Twin Cities More Like Twin Lakes This Week

This year has been one for the record books in Minnesota. After the coldest winter in a generation, and the second coldest ever in Duluth, ice remained adrift on Lake Superior until June.

As of this week—amazingly—there was still snow in the parking lot at the Minneapolis-St. Paul Airport:

This spring, it’s barely stopped raining.

On Thursday afternoon, the raging Mississippi River crested in St. Paul at the sixth highest level all time—six feet above flood stage—with a flow rate of 122,000 cubic feet per second. That’s enough to fill the Empire State Building in about five minutes.

The exceptionally high river levels have come after an exceptionally rainy month. The Twin Cities need less than an inch of rainfall by Monday to break a 140-year-old record for June rainfall (11.67 inches), and the forecast is currently calling for up to four inches. Any further rainfall will prolong the crest, which has already caused mudslides, flooded cities and farmers’ fields ,and prompted disaster declarations in 35 counties across the state. The impact in flood-hardened St. Paul itself has been relatively minor, like the relocation of cars from the city’s impound lot, and the closing of three roller coasters at a nearby amusement park.

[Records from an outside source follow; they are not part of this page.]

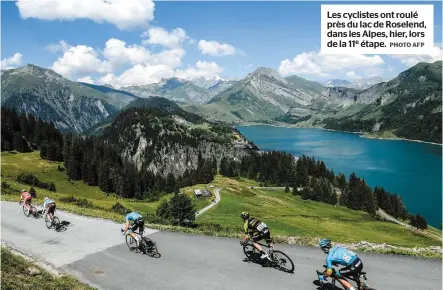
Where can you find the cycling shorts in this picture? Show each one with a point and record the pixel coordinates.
(352, 270)
(138, 224)
(265, 234)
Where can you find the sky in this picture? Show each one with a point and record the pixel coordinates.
(137, 42)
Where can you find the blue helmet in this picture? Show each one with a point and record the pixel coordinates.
(325, 245)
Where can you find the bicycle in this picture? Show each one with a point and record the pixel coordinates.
(31, 210)
(360, 284)
(147, 246)
(54, 223)
(277, 259)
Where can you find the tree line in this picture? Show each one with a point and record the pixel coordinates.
(25, 133)
(98, 163)
(97, 160)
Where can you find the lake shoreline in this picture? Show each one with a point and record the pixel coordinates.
(362, 134)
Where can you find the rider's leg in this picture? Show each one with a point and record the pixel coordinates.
(258, 247)
(344, 283)
(349, 271)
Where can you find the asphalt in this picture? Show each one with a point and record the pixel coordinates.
(94, 251)
(217, 200)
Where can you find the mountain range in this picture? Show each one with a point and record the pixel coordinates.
(411, 102)
(361, 84)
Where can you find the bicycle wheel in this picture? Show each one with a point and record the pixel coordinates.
(56, 223)
(283, 261)
(365, 287)
(34, 211)
(48, 222)
(131, 243)
(249, 251)
(26, 211)
(151, 248)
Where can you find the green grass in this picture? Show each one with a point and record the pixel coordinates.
(287, 215)
(15, 275)
(14, 164)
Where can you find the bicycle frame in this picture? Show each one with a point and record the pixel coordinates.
(334, 277)
(251, 242)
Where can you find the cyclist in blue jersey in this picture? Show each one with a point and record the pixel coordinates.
(50, 204)
(134, 221)
(342, 256)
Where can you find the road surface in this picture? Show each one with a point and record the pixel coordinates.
(217, 200)
(94, 251)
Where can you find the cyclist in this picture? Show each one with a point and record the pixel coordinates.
(258, 231)
(50, 204)
(342, 256)
(135, 220)
(27, 198)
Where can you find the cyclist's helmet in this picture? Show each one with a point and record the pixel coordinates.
(244, 215)
(325, 245)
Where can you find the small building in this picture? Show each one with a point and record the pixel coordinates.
(206, 193)
(197, 193)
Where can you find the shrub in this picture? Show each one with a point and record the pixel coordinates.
(5, 185)
(119, 208)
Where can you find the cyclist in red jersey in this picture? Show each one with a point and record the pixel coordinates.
(27, 198)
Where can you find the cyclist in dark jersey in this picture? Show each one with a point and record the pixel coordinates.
(134, 221)
(258, 231)
(342, 256)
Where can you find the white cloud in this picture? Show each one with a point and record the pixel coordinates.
(61, 46)
(125, 14)
(411, 60)
(216, 48)
(314, 63)
(158, 35)
(353, 75)
(78, 61)
(119, 54)
(11, 62)
(201, 69)
(86, 79)
(140, 74)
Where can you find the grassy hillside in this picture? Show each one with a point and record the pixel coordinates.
(15, 275)
(291, 216)
(14, 164)
(286, 215)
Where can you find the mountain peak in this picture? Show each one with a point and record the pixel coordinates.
(266, 71)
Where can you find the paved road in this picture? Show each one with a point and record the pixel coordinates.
(93, 250)
(217, 200)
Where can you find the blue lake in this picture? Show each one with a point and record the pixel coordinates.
(411, 169)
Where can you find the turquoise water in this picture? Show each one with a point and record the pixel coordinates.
(411, 169)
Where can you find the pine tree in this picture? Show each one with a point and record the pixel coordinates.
(170, 183)
(295, 191)
(287, 187)
(163, 210)
(52, 187)
(182, 210)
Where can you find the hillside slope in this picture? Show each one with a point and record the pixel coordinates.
(47, 95)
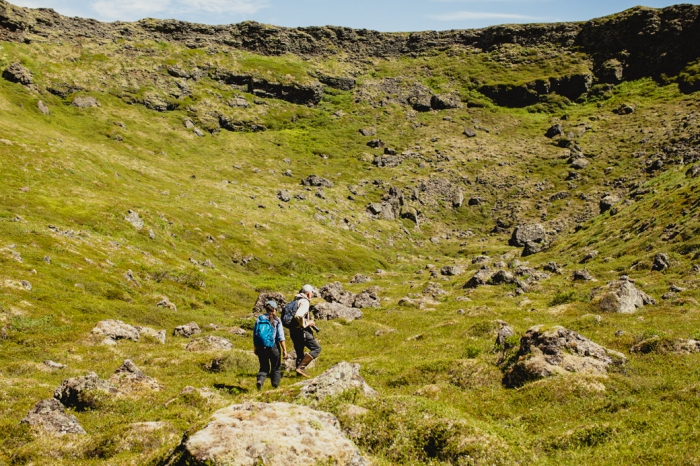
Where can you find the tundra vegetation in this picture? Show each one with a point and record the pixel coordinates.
(520, 202)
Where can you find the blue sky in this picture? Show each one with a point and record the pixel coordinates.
(382, 15)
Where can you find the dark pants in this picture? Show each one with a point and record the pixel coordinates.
(304, 338)
(269, 364)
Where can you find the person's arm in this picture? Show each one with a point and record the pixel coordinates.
(280, 338)
(302, 313)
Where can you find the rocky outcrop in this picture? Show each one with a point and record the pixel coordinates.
(129, 378)
(268, 433)
(116, 330)
(558, 351)
(620, 296)
(209, 343)
(336, 380)
(330, 311)
(74, 392)
(50, 417)
(188, 330)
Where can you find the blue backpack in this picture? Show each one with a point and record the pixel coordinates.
(264, 333)
(288, 314)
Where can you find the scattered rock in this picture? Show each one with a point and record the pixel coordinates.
(451, 270)
(607, 202)
(133, 218)
(544, 353)
(359, 278)
(209, 343)
(74, 392)
(116, 330)
(158, 335)
(315, 180)
(43, 108)
(259, 307)
(367, 298)
(85, 102)
(268, 433)
(481, 277)
(584, 275)
(330, 311)
(284, 195)
(620, 296)
(187, 330)
(129, 379)
(661, 262)
(554, 130)
(50, 417)
(336, 380)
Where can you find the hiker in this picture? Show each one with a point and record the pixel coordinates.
(300, 330)
(268, 337)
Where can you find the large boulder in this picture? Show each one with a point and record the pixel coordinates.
(259, 307)
(620, 296)
(336, 380)
(367, 298)
(558, 351)
(209, 343)
(50, 417)
(268, 433)
(116, 330)
(188, 330)
(334, 293)
(330, 311)
(17, 73)
(130, 378)
(531, 237)
(74, 392)
(481, 277)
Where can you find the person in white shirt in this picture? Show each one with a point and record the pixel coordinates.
(301, 333)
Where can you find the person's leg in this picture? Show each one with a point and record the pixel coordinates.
(275, 363)
(264, 360)
(297, 336)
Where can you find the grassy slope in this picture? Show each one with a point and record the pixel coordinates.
(81, 179)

Factoring in last winter’s abundant snowfall, the Twin Cities will easily finish the wettest first half-year on record, according to data from the National Weather Service:

Heavy rains in 1965 caused the Twin Cities’ worst flood on record, six feet above this week’s levels:

A persistent jet stream pattern, locked in place at least partially by the mammoth California drought, has helped keep the atmosphere unusually productive across the upper Midwest so far this year.

As with the recent record heavy rains in Pensacola and Oso, Washington, more intense rainstorms are linked to human-caused global warming, which acts to supercharge the warmer atmosphere with additional water vapor.